The Arco Norte (Northern Arc) is a principal highway that crosses the northeast part of Apaxco. This municipality has three state roads: Zumpango–Apaxco number 9 which connects Mexico City to Atitalaquia, State of Hidalgo. The west road, Huehuetoca–Apaxco number 6 cross Santa María, junctions to Conejos in Atotonilco de Tula, with connection to the Tula–Jorobas highway. The other municipal road connects with Pérez de Galeana and Coyotillos.

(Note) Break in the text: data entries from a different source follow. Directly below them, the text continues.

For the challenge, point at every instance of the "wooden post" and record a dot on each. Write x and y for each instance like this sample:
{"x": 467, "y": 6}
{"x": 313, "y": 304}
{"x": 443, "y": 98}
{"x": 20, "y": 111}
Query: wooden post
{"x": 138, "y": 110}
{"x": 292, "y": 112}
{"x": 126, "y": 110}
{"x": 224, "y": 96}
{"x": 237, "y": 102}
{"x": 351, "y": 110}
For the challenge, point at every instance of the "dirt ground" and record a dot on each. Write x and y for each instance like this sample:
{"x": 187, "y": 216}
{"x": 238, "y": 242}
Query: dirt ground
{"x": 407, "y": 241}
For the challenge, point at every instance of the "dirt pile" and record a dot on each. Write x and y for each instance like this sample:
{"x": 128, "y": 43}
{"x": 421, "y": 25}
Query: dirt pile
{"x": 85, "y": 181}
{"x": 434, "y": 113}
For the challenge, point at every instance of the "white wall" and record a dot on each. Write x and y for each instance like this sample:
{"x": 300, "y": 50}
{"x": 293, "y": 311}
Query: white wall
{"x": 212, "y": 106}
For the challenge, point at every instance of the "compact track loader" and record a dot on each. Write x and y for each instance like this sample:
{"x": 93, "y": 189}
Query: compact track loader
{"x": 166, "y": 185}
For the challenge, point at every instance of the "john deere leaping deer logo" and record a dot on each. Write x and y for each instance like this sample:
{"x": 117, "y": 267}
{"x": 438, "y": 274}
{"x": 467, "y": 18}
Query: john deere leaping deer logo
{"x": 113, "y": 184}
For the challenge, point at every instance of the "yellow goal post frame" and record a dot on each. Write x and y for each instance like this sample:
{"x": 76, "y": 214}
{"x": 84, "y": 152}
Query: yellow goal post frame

The railroad is on the Mexico City–Nuevo Laredo line, connecting to the US border.

== Demography ==

| Town | Population |
| Apaxco de Ocampo | 13,836 |
| Santa María Apaxco | 3,747 |
| Coyotillos | 3,084 |
| Pérez de Galeana | 1,844 |
| Total | 27,521 |

At the census of 2010, there were 27,521 people, The population density was rnd 27521/80.34. The median age was twenty-four years.

=== Religion ===
Catholicism represents 98% of the total population of the municipality, 15,796 persons in 1990. The parish main church is the San Francisco de Asís Parish and it belongs to the Diocese of Cuautitlán.

| Religion | Population (1990) |
| Roman Catholic | 15,796 |
| Protestantism | 287 |
| Atheism | 114 |
| Others | 208 |
| No specific | 47 |
| Total | 16,099 |

=== Health ===

There is a regional IMSS ('Mexican Social Security Institute') hospital. This municipality has three public health clinics: Instituto de Salud del Estado de México (ISEM) in Apaxco de Ocampo, Santa María Apaxco, and Coyotillos town. The principal causes of death are respiratory problems caused by cancer and pneumonia.

== Politics ==

| Mayor | Time |
|---|---|
| Guadalupe Hernández Méndez | 2003–2006 |
| Daniel Parra Ángeles | 2006–2009 |
| Ignacio Cruz García | 2009–2012 |
| Daniel Parra Ángeles | 2012–2015 |
| Jesús Cruz Parra | 2016– |

== Culture ==
The Archeological Museum of Apaxco is an important site at the main plaza where there are many archeological pieces from Toltec, Aztec and Teotihuacan cultures.

Saint Francis parish is a monument within Apaxco de Ocampo. This temple was constructed in various phases, begun by Franciscan priests. The atrium is a large space encased in stone, topped by a cross with Christian and indigenous symbols. Inside is a boveda (arched ceiling) with a chorus to the baroque altar. The facade contains two doorways that are elaborately decorated in stonework containing indigenous symbolism. The temple is dedicated to the Saint Francis of Assisi. During the first week of October, las Fiestas Franciscanas is held, with a procession through the main streets, music, games, and pyrotechnics.

La Misión chapel is a monument in Apaxco de Ocampo. This chapel, constructed in the Spanish period, is a small Catholic church occupied by religious priests for the purpose of evangelizing the indigenous people.

Railroad station Apaxco is a building that was constructed in the 19th century to connect Tula railway to Querétaro City.

On September 16 and November 20, the schoolchildren parade through the streets in school and sport uniforms, along with various public servants.

The Franciscan Cultural Festival is an annual artists exhibition taking place on October 4.

== Sports and Entertainment ==
The first modern sport practiced in Apaxco was football. When cement factory workers arrived, racquetball began to be practiced. Racquetball can be played at the Deportivo Apaxco complex in Loma Bonita, south of town.

The hills of Apaxco were used to pasture cows and sheep; the Spanish had very large haciendas and employed indigenous people as vaqueros or herdsman, who became excellent horsemen. This heritage is recognized in practicing the charrería, a nine-event competition.